Dengan meneruskan perenungan lebih lanjut, dicerap bahwa fenomena materi/fisik dan batin yang muncul di dalam jasmani merupakan efek atau hasil dari sebab-sebab yang bersesuaian dengannya.
Sebagai ilustrasi : Seorang siswa mencerap kenyataan bahwa dikarenakan batin menginginkan untuk membungkuk atau bergerak atau meregang atau mengubah posisi tubuh, maka muncul aksi atau tindakan membungkuk, meregang, bergerak, atau mengubah posisi tubuh; dikarenakan fluktuasi di dalam temperatur/suhu, maka selalu terdapat perubahan di dalam kondisi fisik apakah menjadi dingin atau panas; dan dikarenakan mengkonsumsi makanan maka akan selalu muncul energi fisik yang baru. Lagi, ia mencerap kenyataan bahwa dikarenakan kehadiran/adanya indera penglihatan dan objek penglihatan, indera pendengaran, objek pendengaran, dan seterusnya, maka muncullah kesadaran melihat, mendengar, dan seterusnya, dan dikarenakan kehendak untuk mengarahkan, maka batin mencapai objeknya. Lagi, ia mencerap kenyataan bahwa dikondisikan kehadiran Avijja (kegelapan/kebodohan batin), yang memandang kehidupan sebagai indah dan menyenangkan dan kehadiran Tanha (keinginan rendah), semua jenis perbuatan dipikirkan dan dilakukan, dan dikarenakan kemelekatan terhadap perbuatan-perbuatan tersebut yang telah dilakukan, maka muncullah, di dalam urutan yang sangat cepat dan berkesinambungan, kesadaran-kesadaran (vinnana) baru. Lagi, ia mencerap kenyataan bahwa kematian bukanlah kematian bukanlah sesuatu hanya padamnya kesadaran terakhir di dalam urutan kelangsungan kesadaran; dan lahir adalah munculnya sebuah kesadaran baru di dalam urutan kelangsungan kesadaran ini, tergantung atas formasi/bentukan materi/jasad yang baru. Pengetahuan bijaksana membedakan sebab musabab yang saling tergantung ini disebut “Paccaya-pariggaha-nana” (Pengetahuan bijaksana yang muncul dari pengertian pengalaman penuh akan sebab-musabab fenomena).
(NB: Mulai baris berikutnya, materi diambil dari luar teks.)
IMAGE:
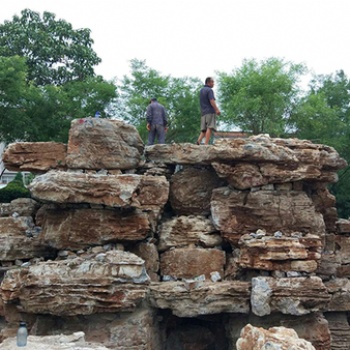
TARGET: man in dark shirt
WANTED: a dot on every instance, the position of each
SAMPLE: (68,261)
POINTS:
(156,122)
(209,111)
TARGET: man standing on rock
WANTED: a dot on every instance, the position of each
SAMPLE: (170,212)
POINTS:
(156,122)
(209,111)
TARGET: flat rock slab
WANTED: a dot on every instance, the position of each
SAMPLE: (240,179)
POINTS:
(114,281)
(293,296)
(35,156)
(76,229)
(75,341)
(138,191)
(255,149)
(96,143)
(187,300)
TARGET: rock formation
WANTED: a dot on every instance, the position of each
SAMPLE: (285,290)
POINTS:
(175,246)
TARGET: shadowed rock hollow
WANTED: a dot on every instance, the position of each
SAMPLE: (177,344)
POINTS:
(175,246)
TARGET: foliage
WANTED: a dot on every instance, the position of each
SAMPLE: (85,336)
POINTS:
(323,116)
(44,113)
(178,95)
(15,189)
(13,119)
(52,83)
(259,97)
(55,53)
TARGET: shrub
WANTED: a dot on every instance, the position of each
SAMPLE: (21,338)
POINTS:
(15,189)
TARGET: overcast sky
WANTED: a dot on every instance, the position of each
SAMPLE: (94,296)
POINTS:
(198,38)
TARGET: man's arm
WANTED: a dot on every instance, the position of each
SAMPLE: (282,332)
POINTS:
(149,114)
(213,103)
Dengan mengerti kenyataan sebab-musabab yang saling tergantung (paticca-samuppada) ia akan datang pada satu kesimpulan bahwa “hidup di masa lampau adalah sebuah formasi materi dan batin, yang tergantung dari sebab musabab yang terkait dan dengan demikian akan ada proses yang mirip pada kehidupan di masa mendatang”. Pandangan murni seperti ini disebut “Kankha-vitarana visuddhi” (Kemurnian pandangan yang muncul setelah mengatasi keraguan).
Sebelum mengembangkan pengetahuan benar kenyataan bahwa "kehidupan terdiri dari batin dan jasmani yang tergantung atas 'sebab-musabab yang terkait' terdapat banyak keraguan skeptis apakah terdapat SAYA di waktu lampau, apakah SAYA berada hanya dalam kehidupan ini atau apakah SAYA akan terus ada di waktu mendatang" dengan memegang pandangan bahwa formasi/perpaduan meteri/jasmani dan batin adalah “ATTA” atau “DIRI”. Sekarang keraguan ini tidak dapat muncul karena mereka telah diatasi.
Dengan melanjutkan perenungan lebih jauh, dicerap bahwa materi/jasmani dan batin muncul dan padam pada setiap saat perenungan. Pengertian bijaksana ini disebut “Anicca-sammassana-Nana” (Pengertian bijaksana akan ketidak-kekalan fenomena alam).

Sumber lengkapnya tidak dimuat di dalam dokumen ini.